Come farlo? Risponde ai microfoni di Sanità Informazione Marzia Sandroni, responsabile della comunicazione delle aziende associate a Federsanità Nazionale.
Dottoressa Sandroni, nell’ambito della comunicazione oggi è necessario fare particolare attenzione al contenuto e alla forma delle notizie riguardanti le diseguaglianze di salute, quali sono i rischi maggiori?
«Il maggior rischio è quello che corrono i giornalisti nel cercare la notizia e nel non dare la notizia.

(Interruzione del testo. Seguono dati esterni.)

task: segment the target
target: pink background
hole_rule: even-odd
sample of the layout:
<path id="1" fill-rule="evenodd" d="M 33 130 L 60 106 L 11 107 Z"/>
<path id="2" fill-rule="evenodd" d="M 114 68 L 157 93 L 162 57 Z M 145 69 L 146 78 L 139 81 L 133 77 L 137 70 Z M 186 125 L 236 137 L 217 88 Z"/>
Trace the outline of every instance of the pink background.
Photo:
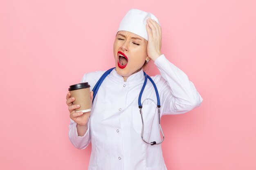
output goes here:
<path id="1" fill-rule="evenodd" d="M 255 2 L 0 1 L 0 169 L 87 169 L 91 146 L 68 137 L 67 88 L 115 66 L 116 30 L 134 8 L 158 18 L 162 52 L 204 99 L 163 117 L 168 169 L 256 169 Z"/>

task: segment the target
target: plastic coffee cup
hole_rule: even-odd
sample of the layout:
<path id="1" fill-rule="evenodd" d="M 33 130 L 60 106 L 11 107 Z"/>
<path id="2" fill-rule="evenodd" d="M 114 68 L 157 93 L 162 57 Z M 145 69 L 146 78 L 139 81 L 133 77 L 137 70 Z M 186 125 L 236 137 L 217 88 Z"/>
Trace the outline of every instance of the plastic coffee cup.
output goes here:
<path id="1" fill-rule="evenodd" d="M 70 86 L 68 91 L 71 94 L 71 97 L 76 99 L 73 104 L 80 104 L 80 107 L 75 109 L 76 112 L 88 112 L 91 111 L 91 95 L 90 87 L 88 82 L 81 83 Z"/>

Dare la notizia significa essere corretti, aver validato le fonti, mettere in atto tutti quei criteri di un buon giornalismo. Purtroppo, questo trova l’ostacolo delle finalità commerciali di vendita di un giornale, che tendono molto spesso a rincorrere il paradigma più diffuso nella popolazione quindi a cercare quella notizia più stuzzicante, che non sempre però tiene conto della giustezza e correttezza dell’informazione, creando invece delle narrazioni che producono paura, diffidenza e inutili attese nei confronti di fasce della popolazione che rappresenterebbero altresì una risorsa per il nostro paese».
Cosa si può fare per tutelare le fasce più fragili ed evitare disuguaglianze di salute?
«Si può recuperare quello che diceva Aristotele: ethos, pathos, logos quindi quelle tecniche di comunicazione che sono capaci di rendere più appetibili anche le notizie naturalmente meno piacevoli. Noi sappiamo bene che uno dei maggiori stigmi del nostro tempo è la cronicità delle malattie e che le persone che meno accedono alle cure sono le fasce più fragili, quelle che hanno un livello di scolarizzazione più basso e un livello economico meno elevato. Sono le fasce di popolazione che arrivano in pronto soccorso, che non conoscono l’esistenza di un medico di famiglia e che, proprio perché accedono quando già acute, perché non conoscono il valore della prevenzione o perché noi non siamo riusciti a fare una sanità di iniziativa, arrivano quando sono più gravi e quindi costano di più. In quel momento, proprio perché noi non siamo stati capaci di prenderli in cura, diventano un costo».